I had an atheist roommate once say i was the best example of a christian he knew. I have always been humbled so much by that. I was always myself with him, never tried to be the *perfect christian* and all that entails. I had lots of people around me who were christians say how they could see him saying that about me. I know and have always known all to well my many flaws. I have felt the deep sting of shame,guilt and regret after falling down due to certain sins I had committed. I had believed at one point in time i was above falling into certain areas of sin. I believed i should have been able to resist and flee before giving in to the temptation. I ended up giving into the same area of temptation in an addictive way. I at the same time was seeking to turn to God and be His servant as best i could. Torn.

I have been torn in that I have had so much swirling inside over the years,times of growing as well as falling. Times of feeling I was just stuck and then sinking in quicksand as well as feeling I was learning and being strengthened by these same struggles. I was not wanting to live a double-life but in a lot of ways I could be seen as doing that at times when indulging in these certain areas as they would have been devastating had they been publicly known, and ended up having that impact once I had to confront them and the consequences.

I am working my way through here on these posts. I want to share in a way that is redemptive,healing,uplifting and challenging. I don't want to be lurid,sensationalistic or tabloidish in any way shape or form. I want to be raw in sharing I want to gain that deeper intimacy with Jesus paul speaks of in Philiipians. Yet i want to be raw in sharing how very frail i am and how long a ways i have to go in getting there. Thank you all who read,share,encourage,exhort,rebuke and just sit alongside. Torn.

Saturday, August 02, 2008

Humpty Dumpty Needed God

I always liked that sarcastic line *humpty dumpty was pushed* just tended to make you feel a smirk come to mind and say aye yes poor humpty was conspired against or was did in by someone. I always felt bad for humpty though as rhymes go. I guess i feel a lil like humpty. I have been moved alot by many posts in various places talking so directly as to our brokenness and woundedness and how God takes us in our flaws and weaknesses and helps us see it is Him, it is Jesus whose power lifts us up, NOT us taking on and possessing Jesus power ourselves but relying on Him and all He did and is and finding comfort and peace in that reality.

I am wanting to be in a place where I lay with my shell cracked into pieces, knowing only God can put it back together. The bad part is the secondguessing I do inside my head of whether He wants to or not. I feel such conflict so often because I on one hand so seek to stand strong on His character and promises, on Him being exactly Who He reveals Himself to be. But on the other hand having pieces of me where I resist,doubt or turn my attention elsewhere. I hate that I have unrealistic expectations and at the same time can use them as a way to avoid or hide from difficult responsibilities or life situations as well.
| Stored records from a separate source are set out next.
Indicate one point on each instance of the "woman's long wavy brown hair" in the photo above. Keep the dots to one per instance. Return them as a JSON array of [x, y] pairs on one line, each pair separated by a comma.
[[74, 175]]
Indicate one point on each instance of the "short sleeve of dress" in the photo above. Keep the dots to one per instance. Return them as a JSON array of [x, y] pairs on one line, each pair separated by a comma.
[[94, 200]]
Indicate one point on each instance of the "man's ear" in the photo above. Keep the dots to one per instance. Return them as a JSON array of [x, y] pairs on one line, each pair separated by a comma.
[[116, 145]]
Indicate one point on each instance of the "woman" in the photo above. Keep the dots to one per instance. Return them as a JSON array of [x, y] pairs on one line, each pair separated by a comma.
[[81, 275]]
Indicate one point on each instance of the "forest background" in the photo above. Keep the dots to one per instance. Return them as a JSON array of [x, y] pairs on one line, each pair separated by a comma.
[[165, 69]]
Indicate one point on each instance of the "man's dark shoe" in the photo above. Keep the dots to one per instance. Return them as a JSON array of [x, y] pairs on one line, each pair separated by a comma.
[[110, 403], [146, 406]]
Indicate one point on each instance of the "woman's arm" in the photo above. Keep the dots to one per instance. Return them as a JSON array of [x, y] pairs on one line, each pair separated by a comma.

I saw swingvote today. Great movie kevin costner does one of his best roles i think, and the girl who plays his daughter is awesome!!!! I won't give anything away, a thing I picked up on though is how deeply flawed we can be and not really be very consciously aware of them, until life smacks us up side the head with them. Redemption and hope are always available though, that is something that needs to be a constant reminder, especially if we find ourselves being overcome by the tribulations and trials we face. I am especially thankful for how Jesus treated Peter, who was one of his closest and most loyal followers and friends, yet denied even knowing Him 3 times because he feared for his life. Jesus gave him 3 times to reavow his commitment to Jesus and gave him encoursgement to become the rock that Jesus had said he would be. Flaws dont have to be fatal!!!!

More to say in more posts. Never give up- faith hope and love are always available!!!